Madame la sénatrice, vous venez de soulever une question extrêmement intéressante. Je l’ai dit, nous construisons un modèle pour trente ans. Il ne s’agit donc pas seulement de résoudre des problèmes urgents. Or nous avons bien du mal à imaginer des scénarios sur une si longue durée.
C’est d’ailleurs la raison pour laquelle le groupe de travail confié à Jean-Michel Charpin et à un certain nombre d’experts doit réaliser les projections non seulement en prolongeant les courbes, mais aussi en imaginant les ruptures.
Certains d’entre vous ont affirmé que 15 % de la population serait concernée par la dépendance. D’autres ont avancé le chiffre de 20 %. C’est donc une bonne nouvelle : la majorité d’entre nous ne sera pas en situation de dépendance….) Pour autant, le problème de la dépendance doit être traité, car il est très lourd à la fois pour la personne elle-même, mais aussi pour son entourage. Finalement, tout le monde sera un jour concerné directement ou indirectement.
Quoi qu’il en soit, nous ne pouvons pas non plus faire l’économie de penser que ce domaine connaîtra des révolutions techniques et médicales. Rappelez-vous qu’il y a soixante ans, lorsque les grands traitements de la tuberculose ont été découverts, le territoire national était parsemé de sanatoriums : ils ont fermé du jour au lendemain ! Il n’est pas exclu que l’on trouve demain un vaccin contre la maladie d’Alzheimer, qui fournit les grosses cohortes des personnes dépendantes en établissement. Ce n’est pas un rêve impossible, car de nombreuses équipes de très haut niveau travaillent sur ces sujets. Dans quinze ans, dans vingt ans, dans vingt-cinq ans, un vaccin sera peut-être mis au point, des médicaments extrêmement performants seront probablement mis sur le marché. Cette hypothèse n’est pas complètement fantasmatique. Il est donc important que le modèle que nous allons construire soit souple et capable de s’adapter à de nouvelles donnes.

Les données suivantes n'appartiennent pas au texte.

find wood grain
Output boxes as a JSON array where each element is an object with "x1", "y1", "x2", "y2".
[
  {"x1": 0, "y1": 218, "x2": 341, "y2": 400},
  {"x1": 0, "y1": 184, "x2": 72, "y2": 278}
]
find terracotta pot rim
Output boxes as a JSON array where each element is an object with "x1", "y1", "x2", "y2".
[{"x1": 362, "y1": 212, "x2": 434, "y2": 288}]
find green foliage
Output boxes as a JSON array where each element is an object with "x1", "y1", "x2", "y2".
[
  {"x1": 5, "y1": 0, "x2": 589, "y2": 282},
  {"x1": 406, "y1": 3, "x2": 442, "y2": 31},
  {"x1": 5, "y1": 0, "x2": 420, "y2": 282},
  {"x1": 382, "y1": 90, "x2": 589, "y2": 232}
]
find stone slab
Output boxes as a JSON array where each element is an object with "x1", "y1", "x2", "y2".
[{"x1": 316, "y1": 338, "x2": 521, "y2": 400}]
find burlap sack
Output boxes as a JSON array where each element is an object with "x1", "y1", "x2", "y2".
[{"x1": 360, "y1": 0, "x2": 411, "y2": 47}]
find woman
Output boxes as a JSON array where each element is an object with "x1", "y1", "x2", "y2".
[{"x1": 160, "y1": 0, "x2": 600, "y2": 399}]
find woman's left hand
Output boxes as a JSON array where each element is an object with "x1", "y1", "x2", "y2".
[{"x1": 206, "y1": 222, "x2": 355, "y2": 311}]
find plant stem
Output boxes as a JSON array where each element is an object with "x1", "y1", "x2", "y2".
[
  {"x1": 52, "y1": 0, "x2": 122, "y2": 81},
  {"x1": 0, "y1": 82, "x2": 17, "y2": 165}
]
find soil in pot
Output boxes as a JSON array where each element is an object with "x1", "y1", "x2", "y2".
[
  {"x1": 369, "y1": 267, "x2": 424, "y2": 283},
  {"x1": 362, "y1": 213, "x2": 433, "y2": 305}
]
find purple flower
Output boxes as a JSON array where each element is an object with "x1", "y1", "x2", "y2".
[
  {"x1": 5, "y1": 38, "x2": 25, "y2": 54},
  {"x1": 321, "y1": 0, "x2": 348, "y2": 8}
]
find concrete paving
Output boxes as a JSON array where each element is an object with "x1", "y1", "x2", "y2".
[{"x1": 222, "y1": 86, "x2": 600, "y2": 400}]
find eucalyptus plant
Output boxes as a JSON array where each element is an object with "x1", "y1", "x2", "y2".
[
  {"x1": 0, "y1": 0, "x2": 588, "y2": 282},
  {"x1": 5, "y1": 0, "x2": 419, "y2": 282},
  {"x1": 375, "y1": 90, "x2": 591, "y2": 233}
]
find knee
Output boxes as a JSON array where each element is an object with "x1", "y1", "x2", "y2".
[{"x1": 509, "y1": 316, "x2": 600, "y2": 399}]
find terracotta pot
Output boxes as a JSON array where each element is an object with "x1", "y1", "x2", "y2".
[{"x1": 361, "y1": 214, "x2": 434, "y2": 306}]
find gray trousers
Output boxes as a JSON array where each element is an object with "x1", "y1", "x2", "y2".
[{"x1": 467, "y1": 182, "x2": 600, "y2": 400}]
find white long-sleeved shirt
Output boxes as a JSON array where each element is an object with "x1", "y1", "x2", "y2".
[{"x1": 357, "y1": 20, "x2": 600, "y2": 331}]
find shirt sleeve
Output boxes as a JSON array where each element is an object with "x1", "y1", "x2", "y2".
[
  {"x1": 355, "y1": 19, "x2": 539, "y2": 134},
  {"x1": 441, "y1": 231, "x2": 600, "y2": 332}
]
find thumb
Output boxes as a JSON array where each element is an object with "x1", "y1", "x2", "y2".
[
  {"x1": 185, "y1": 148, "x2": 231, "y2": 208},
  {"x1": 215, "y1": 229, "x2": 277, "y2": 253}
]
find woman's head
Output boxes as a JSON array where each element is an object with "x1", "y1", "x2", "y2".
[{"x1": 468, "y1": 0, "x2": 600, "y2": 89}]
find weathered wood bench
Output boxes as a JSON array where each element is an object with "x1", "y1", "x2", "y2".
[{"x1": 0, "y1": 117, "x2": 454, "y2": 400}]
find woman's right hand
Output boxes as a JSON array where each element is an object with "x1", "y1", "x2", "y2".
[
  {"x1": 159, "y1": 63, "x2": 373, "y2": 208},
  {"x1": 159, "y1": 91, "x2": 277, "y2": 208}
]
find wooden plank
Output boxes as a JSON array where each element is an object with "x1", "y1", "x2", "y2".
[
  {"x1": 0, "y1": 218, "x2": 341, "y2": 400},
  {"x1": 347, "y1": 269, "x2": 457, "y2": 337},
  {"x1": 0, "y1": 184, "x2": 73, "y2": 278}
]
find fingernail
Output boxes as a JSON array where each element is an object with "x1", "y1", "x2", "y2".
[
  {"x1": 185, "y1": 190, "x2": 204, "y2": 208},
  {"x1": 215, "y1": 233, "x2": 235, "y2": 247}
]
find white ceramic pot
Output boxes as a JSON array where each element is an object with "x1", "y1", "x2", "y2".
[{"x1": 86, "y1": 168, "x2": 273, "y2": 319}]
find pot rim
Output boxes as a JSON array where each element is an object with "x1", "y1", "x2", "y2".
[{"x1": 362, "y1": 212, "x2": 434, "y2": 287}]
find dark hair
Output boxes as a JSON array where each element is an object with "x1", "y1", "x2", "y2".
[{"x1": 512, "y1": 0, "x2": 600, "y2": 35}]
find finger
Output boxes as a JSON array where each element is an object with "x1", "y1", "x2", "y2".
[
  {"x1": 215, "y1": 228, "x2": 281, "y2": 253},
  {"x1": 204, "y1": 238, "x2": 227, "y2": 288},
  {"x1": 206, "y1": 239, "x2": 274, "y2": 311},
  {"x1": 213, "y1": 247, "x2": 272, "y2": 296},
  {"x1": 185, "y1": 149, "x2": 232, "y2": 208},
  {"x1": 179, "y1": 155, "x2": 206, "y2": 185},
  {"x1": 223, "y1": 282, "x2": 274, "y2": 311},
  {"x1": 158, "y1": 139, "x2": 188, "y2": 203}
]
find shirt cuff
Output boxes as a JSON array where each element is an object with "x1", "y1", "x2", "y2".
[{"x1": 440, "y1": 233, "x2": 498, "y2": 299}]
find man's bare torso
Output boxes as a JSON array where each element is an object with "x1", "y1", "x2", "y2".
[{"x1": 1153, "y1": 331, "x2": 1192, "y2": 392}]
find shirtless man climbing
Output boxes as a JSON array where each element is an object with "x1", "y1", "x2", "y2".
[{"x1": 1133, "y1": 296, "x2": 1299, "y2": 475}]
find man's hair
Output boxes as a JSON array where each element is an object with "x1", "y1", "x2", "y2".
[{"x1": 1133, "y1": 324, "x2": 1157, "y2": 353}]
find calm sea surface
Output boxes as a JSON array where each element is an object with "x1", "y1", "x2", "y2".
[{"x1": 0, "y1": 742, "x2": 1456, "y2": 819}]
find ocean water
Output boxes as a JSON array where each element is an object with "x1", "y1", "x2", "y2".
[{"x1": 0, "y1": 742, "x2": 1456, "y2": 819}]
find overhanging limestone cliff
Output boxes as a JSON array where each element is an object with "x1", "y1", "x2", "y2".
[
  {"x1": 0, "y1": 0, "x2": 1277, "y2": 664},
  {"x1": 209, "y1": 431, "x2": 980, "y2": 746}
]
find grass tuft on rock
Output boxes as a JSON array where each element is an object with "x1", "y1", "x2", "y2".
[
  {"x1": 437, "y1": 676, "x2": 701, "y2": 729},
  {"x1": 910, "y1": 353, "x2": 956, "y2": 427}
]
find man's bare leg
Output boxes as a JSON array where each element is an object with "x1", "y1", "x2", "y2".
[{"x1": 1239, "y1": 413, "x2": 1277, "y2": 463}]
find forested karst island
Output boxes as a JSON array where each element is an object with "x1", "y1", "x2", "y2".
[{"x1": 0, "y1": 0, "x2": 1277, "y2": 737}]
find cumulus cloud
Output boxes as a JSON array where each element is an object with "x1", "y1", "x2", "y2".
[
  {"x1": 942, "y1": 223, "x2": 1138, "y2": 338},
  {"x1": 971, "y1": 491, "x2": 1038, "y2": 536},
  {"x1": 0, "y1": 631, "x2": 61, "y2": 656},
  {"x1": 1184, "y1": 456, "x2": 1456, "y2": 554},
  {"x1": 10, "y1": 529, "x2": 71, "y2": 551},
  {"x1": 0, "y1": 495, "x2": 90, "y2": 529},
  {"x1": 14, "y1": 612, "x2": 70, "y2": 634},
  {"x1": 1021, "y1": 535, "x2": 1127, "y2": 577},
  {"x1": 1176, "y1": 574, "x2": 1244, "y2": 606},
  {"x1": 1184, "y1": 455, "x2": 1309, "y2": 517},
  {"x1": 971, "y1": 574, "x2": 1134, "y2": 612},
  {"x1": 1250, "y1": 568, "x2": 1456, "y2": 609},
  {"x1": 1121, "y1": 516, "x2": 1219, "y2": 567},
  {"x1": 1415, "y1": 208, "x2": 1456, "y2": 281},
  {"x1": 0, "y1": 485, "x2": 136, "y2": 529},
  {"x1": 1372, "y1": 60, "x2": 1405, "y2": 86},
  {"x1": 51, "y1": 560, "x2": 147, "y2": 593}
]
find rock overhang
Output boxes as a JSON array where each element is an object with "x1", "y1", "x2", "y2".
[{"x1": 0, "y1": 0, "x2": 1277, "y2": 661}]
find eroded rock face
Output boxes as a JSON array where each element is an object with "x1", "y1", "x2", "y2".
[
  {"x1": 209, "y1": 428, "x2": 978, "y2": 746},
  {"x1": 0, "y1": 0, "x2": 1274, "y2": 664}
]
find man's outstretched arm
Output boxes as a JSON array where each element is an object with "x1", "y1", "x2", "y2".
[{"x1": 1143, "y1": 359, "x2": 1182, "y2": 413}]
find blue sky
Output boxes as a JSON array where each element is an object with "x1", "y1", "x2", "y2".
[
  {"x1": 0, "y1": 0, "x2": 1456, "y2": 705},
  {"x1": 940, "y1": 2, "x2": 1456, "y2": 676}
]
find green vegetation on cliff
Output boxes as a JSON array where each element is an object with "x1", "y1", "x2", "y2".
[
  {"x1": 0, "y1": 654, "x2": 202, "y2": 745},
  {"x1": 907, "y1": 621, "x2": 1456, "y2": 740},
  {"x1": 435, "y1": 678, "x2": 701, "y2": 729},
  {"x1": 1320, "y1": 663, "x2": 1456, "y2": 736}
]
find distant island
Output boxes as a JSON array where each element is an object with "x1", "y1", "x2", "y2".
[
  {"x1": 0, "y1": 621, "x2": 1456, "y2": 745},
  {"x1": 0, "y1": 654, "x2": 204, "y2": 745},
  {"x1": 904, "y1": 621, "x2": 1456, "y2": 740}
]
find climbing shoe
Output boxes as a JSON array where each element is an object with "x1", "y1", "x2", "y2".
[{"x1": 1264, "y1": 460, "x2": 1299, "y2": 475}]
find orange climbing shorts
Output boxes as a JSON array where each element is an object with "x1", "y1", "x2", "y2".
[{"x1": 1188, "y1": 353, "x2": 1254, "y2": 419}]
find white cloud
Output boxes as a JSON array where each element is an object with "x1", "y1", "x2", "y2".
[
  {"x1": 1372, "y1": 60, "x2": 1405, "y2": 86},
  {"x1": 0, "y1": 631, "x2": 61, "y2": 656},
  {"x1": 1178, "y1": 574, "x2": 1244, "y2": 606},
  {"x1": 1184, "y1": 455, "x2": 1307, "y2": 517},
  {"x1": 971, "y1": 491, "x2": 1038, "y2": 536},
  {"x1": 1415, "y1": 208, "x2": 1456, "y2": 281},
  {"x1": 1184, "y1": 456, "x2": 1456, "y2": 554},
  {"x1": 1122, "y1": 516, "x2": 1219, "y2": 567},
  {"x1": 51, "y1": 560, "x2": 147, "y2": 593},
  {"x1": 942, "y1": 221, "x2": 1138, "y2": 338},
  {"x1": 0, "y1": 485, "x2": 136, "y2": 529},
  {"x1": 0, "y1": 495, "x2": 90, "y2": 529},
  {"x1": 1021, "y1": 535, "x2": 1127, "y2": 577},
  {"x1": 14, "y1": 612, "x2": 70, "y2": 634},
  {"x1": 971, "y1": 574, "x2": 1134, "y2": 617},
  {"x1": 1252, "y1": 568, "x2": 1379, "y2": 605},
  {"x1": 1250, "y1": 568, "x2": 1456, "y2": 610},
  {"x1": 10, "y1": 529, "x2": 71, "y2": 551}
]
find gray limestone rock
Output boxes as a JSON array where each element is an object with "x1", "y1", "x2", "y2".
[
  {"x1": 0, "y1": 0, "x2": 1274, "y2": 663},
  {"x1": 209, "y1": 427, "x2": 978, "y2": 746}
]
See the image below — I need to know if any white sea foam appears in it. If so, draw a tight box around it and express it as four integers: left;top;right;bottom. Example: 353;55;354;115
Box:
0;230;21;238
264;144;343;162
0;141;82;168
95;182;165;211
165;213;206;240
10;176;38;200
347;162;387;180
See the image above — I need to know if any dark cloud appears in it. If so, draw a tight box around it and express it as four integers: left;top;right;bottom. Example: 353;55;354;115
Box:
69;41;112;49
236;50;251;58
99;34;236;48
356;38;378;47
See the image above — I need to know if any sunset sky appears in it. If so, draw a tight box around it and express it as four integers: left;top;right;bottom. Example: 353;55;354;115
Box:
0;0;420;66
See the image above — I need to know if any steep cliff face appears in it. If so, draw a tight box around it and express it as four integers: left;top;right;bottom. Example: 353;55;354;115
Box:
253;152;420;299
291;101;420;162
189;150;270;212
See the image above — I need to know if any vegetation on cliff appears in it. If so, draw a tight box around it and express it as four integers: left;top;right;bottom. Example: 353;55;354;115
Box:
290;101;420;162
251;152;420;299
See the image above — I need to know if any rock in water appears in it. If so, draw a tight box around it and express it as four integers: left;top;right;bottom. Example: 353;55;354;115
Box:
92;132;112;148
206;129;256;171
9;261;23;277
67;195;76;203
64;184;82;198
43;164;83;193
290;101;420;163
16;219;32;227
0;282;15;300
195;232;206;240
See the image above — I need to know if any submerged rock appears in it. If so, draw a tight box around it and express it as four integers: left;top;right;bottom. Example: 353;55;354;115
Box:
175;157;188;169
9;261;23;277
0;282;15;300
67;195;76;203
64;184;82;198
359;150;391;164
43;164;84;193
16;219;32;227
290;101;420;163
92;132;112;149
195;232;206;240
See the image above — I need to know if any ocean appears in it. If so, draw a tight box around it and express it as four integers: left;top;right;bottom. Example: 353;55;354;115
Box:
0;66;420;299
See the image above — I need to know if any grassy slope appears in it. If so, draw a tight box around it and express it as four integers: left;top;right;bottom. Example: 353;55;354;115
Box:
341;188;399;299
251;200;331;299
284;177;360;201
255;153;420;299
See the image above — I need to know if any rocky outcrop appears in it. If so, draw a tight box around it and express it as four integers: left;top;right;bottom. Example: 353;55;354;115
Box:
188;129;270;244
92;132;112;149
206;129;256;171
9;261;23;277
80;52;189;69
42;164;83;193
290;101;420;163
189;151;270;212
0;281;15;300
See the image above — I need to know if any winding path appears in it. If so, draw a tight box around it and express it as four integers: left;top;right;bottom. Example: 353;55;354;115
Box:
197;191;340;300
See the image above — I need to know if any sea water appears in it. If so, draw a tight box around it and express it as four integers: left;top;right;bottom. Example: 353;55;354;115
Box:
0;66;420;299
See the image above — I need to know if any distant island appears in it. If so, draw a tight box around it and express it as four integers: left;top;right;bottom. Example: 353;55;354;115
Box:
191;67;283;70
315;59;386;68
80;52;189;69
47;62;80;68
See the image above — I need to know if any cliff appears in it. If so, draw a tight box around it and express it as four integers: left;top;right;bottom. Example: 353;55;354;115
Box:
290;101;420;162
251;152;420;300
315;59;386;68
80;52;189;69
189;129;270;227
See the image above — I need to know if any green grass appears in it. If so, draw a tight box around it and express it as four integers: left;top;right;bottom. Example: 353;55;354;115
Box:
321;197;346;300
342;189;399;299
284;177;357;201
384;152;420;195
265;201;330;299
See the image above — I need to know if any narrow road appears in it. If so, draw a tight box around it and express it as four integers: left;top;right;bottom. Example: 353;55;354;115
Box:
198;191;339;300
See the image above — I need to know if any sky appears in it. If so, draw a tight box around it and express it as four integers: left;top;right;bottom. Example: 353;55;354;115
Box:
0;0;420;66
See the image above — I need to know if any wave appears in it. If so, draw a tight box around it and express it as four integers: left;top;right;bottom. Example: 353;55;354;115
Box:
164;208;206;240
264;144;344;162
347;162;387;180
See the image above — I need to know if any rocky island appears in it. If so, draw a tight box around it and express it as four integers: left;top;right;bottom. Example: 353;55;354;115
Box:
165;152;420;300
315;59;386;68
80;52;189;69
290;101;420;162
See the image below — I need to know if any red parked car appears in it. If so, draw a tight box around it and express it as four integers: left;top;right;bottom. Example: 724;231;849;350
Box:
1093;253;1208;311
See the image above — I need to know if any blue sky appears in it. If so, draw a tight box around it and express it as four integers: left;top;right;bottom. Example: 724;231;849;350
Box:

Madame la sénatrice, vous m’avez également interrogée sur la question importante des services à domicile. On ne peut pas parler d’un mauvais état généralisé Il y a simplement des situations extrêmement variées. C’est la raison pour laquelle j’ai demandé aux grandes fédérations, comme l’ADMR, l’ADESSA ou l’UNA, de me donner une liste exacte des associations concernées. Nous devons améliorer le suivi statistique de ce secteur. Les causes du mauvais état de certaines associations et de certains services sont très diverses : impact de la crise économique, coûts élevés dans certaines zones rurales en raison des frais de déplacement, mais aussi, comme l’a démontré le récent rapport de l’IGAS et de l’IGF, problèmes de mauvaise gestion et d’allocation des ressources pas forcément optimale. Tous ces points seront discutés dans les prochains mois.
Les services à domicile constituent un élément-clé du maintien des personnes dépendantes à domicile. Nous devons donc améliorer le mode d’allocation des ressources ainsi que le mode de tarification. Deux projets sont sur la table : celui de l’Assemblée des départements de France et celui préconisé par l’IGAS, qui propose de créer deux tarifications différentes selon le type d’activité réalisée au domicile du bénéficiaire, à savoir, un tarif d’aide à la personne pour des prestations nécessitant des compétences spécifiques et un tarif d’aide à l’environnement moins élevé pour les besoins d’aide ménagère.
Ce sujet est un excellent thème pour le débat sur la dépendance.